La omnipresencia del drone
Esa estrategia televisiva es lo que juega en contra de este potente y necesario alegato. Se confía en el testimonio, pero se lo evade en cierto modo. No sólo al dar testimonio las víctimas se dirigen a un interlocutor ausente, sino que incluso su palabra es intervenida por imágenes de Neverland y de otros sitios asociados a los hechos registrados desde un acercamiento cenital que no es ya la antigua mirada omnisciente de “Dios”, sino la peligrosa omnipresencia del drone. Así, sus relatos son asediados por una cámara que los atisba entre cortes y acercamientos innecesarios, jugando a una dinámica fría mientras hablan al vacío.
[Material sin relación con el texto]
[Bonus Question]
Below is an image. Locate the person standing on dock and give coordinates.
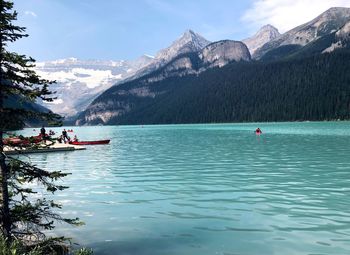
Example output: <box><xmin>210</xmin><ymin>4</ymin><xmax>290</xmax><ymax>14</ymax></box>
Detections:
<box><xmin>40</xmin><ymin>126</ymin><xmax>46</xmax><ymax>141</ymax></box>
<box><xmin>62</xmin><ymin>129</ymin><xmax>69</xmax><ymax>143</ymax></box>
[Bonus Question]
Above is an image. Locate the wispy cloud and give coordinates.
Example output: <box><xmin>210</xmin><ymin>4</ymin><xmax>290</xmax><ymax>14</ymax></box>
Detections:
<box><xmin>242</xmin><ymin>0</ymin><xmax>350</xmax><ymax>32</ymax></box>
<box><xmin>24</xmin><ymin>11</ymin><xmax>38</xmax><ymax>18</ymax></box>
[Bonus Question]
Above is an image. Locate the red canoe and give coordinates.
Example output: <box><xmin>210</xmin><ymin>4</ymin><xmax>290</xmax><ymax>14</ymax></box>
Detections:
<box><xmin>69</xmin><ymin>140</ymin><xmax>110</xmax><ymax>145</ymax></box>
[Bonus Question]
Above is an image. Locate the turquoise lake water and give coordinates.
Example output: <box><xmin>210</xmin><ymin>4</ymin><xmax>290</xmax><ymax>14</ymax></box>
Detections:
<box><xmin>20</xmin><ymin>122</ymin><xmax>350</xmax><ymax>255</ymax></box>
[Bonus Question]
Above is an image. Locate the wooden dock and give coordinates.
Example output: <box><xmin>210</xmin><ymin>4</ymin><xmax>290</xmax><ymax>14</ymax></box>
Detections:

Hay en todo eso un desplazamiento de la proximidad, de un decir en común que rechace de plano la estridencia espectacularizante del sufrimiento. Puede no ser así, pero Leaving Neverland exhorta a una calma y a una comunidad con las víctimas. Por una vez, esos cuerpos y su palabras deberían tener, aunque sea sólo en la imagen, la paz exigida por un sufrimiento.
Bajo la trampa del glamour
La segunda parte, tras el horroroso relato de los pormenores de los abusos, se focaliza en las experiencias familiares posteriores, y aquí Leaving Neverland despliega lo mas interesante, reflexivo y conmovedor de su propuesta. Aunque con la misma y discutible dinámica anterior, el problema se ramifica. Aquí entra el escándalo de la idolatría. La temible fuerza de la negación. La brutalidad del silenciamiento. La complicidad insospechada. Las trampas de una cierta idea del amor fraguada en el secreto y en la violencia que encubre. Los engaños de una camaradería criminal. La infancia en ruinas y la adultez como exilio existencial. La estructura familiar y la ética de la codicia. Todo lo horrible de una civilización decadente cabe en este hecho atroz, incluso esa pregunta que se torna insoslayable. ¿Es posible admirar la obra de un monstruo sin convertirse en cómplice? ¿Es éticamente aceptable disociar la figura atroz de quien ha desgarrado vidas del supuesto valor de sus creaciones? Llámense Woody Allen, Michael Jackson o tantos otros, ¿es tan fuerte la idolotría capitalista como para negar toda la vida dañada en función de las infames retribuciones del espectáculo? No puede ni debe serlo, dice Leaving Neverland, y nos enrostra el recuerdo de tanto sufrimiento acumulado bajo las trampas del glamour.